The last section is the reaction of the Psalmist to all this knowledge. The reaction in his soul to God's omniscience, omnipresence, and omnipotence. See how intimate that knowledge is in the first section-verse 2:
“Thou knowest my downsitting and mine uprising, thou understandest my thought afar off.”
“Blessed is the man that walketh not in the counsel of the ungodly, nor standeth in the way of sinners, nor sitteth in the seat of the scornful." Psa. 1:1.
There is someone sitting down here, but he is in bad company. The Lord knows all about it, too. Sitting down, but in bad company. Our Psalm says,
“Thou knowest my downsitting and mine uprising.”
Young folks, where do you like to sit down? What kind of companions do you choose? Remember the Lord knows all about you. What kind of folks do you like to chat with? Where do you feel most at home? With the enemies of our Lord, or with those who love Him? You can come to the meeting and be very pious, but what about those other times when you are not in the meeting, when you are just where you want to be without the knowledge of your brethren? What kind of companions do you enjoy? It is a wholesome thing for the soul to know,
“Thou knowest my downsitting and mine uprising, thou understandest my thought afar off.”
God knows what we think about, and we are responsible for our thought-life. We are responsible for that part of our thought-life that is the fruit of our will. Your thought-life will have more to do with your spiritual development, your spiritual character, more power in forming it than your very acts. The thought-life is the basis of your whole character, and it is a dangerous thing for any of us to allow, to encourage, or to cherish wrong thoughts.

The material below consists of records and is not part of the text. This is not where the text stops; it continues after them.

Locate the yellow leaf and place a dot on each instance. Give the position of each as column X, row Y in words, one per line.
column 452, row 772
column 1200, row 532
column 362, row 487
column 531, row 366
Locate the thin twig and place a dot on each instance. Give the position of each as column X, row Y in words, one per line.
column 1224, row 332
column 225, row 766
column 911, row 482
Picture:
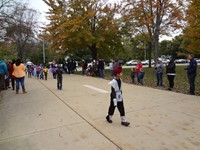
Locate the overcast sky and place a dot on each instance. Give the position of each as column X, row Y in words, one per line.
column 42, row 8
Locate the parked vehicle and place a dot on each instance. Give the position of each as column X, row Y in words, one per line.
column 181, row 61
column 165, row 61
column 131, row 62
column 146, row 62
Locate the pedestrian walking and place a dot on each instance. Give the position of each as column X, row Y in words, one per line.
column 171, row 73
column 45, row 70
column 159, row 72
column 133, row 76
column 111, row 67
column 116, row 99
column 101, row 67
column 12, row 78
column 59, row 73
column 3, row 73
column 138, row 72
column 191, row 72
column 84, row 67
column 19, row 73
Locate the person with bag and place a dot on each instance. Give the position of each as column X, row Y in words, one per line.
column 3, row 73
column 159, row 72
column 171, row 73
column 19, row 73
column 116, row 99
column 138, row 72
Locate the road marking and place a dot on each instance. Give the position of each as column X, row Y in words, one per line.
column 96, row 89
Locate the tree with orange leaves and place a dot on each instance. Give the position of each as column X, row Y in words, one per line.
column 192, row 30
column 155, row 17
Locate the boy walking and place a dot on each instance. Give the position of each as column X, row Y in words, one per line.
column 59, row 73
column 116, row 97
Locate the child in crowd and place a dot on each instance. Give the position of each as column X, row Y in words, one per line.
column 59, row 73
column 116, row 97
column 42, row 74
column 133, row 76
column 45, row 70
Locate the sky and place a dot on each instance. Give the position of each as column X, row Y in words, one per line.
column 42, row 8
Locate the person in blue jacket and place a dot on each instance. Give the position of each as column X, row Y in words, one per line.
column 3, row 72
column 191, row 72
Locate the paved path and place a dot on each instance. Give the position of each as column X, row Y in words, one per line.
column 74, row 118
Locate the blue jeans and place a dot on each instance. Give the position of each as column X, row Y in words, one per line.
column 159, row 79
column 192, row 83
column 102, row 73
column 21, row 81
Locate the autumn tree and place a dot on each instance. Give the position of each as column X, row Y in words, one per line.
column 79, row 25
column 192, row 31
column 155, row 17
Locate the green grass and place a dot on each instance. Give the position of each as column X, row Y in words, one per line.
column 180, row 82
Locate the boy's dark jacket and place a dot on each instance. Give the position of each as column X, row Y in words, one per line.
column 192, row 68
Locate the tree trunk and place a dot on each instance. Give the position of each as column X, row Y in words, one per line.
column 149, row 52
column 156, row 44
column 93, row 51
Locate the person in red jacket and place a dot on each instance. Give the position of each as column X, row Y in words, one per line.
column 138, row 71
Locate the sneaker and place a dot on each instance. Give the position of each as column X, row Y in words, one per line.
column 125, row 124
column 108, row 119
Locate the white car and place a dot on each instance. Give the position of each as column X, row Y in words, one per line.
column 146, row 62
column 131, row 62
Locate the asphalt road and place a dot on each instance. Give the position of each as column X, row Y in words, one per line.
column 74, row 118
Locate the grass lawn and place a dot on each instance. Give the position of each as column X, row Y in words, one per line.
column 180, row 82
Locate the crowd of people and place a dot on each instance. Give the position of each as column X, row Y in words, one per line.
column 13, row 72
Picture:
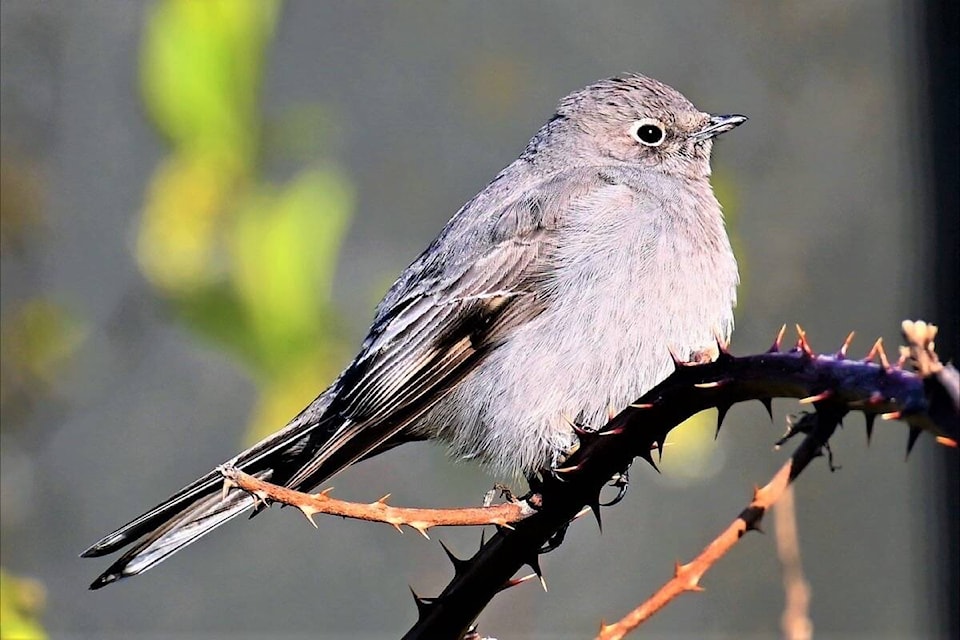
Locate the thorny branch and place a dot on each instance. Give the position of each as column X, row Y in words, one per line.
column 820, row 427
column 834, row 384
column 379, row 511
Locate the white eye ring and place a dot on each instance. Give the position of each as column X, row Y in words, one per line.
column 649, row 132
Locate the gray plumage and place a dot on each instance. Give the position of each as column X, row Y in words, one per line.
column 552, row 296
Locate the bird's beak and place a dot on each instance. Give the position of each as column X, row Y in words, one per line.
column 719, row 124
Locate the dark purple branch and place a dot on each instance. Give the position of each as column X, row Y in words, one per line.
column 832, row 381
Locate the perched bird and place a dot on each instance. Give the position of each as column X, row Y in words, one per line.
column 555, row 293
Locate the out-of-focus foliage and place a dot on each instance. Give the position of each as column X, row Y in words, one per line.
column 21, row 601
column 248, row 265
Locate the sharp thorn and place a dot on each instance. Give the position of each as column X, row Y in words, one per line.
column 721, row 414
column 534, row 564
column 678, row 362
column 775, row 347
column 595, row 508
column 648, row 456
column 458, row 563
column 723, row 345
column 912, row 439
column 515, row 581
column 846, row 345
column 873, row 350
column 768, row 405
column 423, row 604
column 308, row 514
column 802, row 343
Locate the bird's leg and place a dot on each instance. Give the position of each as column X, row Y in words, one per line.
column 622, row 482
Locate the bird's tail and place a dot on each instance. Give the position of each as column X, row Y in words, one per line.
column 201, row 506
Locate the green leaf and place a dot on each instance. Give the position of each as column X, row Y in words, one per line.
column 285, row 248
column 201, row 68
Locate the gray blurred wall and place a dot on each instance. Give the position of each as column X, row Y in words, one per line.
column 823, row 192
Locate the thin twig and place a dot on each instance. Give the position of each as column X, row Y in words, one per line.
column 795, row 621
column 379, row 511
column 687, row 577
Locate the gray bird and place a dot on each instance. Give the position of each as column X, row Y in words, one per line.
column 553, row 295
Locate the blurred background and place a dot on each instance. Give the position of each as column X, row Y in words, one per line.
column 203, row 201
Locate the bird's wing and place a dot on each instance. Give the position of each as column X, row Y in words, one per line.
column 458, row 301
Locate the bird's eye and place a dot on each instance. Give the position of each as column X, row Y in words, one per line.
column 648, row 131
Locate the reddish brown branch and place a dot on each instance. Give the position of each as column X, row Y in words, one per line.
column 687, row 577
column 795, row 621
column 834, row 383
column 379, row 511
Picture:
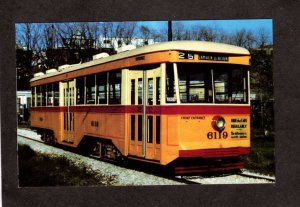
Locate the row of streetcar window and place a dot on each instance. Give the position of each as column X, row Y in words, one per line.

The Lord knows all about our thoughts. He doesn't judge us just by the words that fall from our lips, He knows what we think about, every imagination of the heart is known to Him.
“Casting down reasonings, and every high thing that exalteth itself against the knowledge of God, and bringing into captivity every thought to the obedience of Christ." 2 Cor. 10:5.
That sounds strenuous, doesn't it? That is God's recipe for wholesome thinking. It is the only standard. Christ must be the standard of our thinking as well as our acting.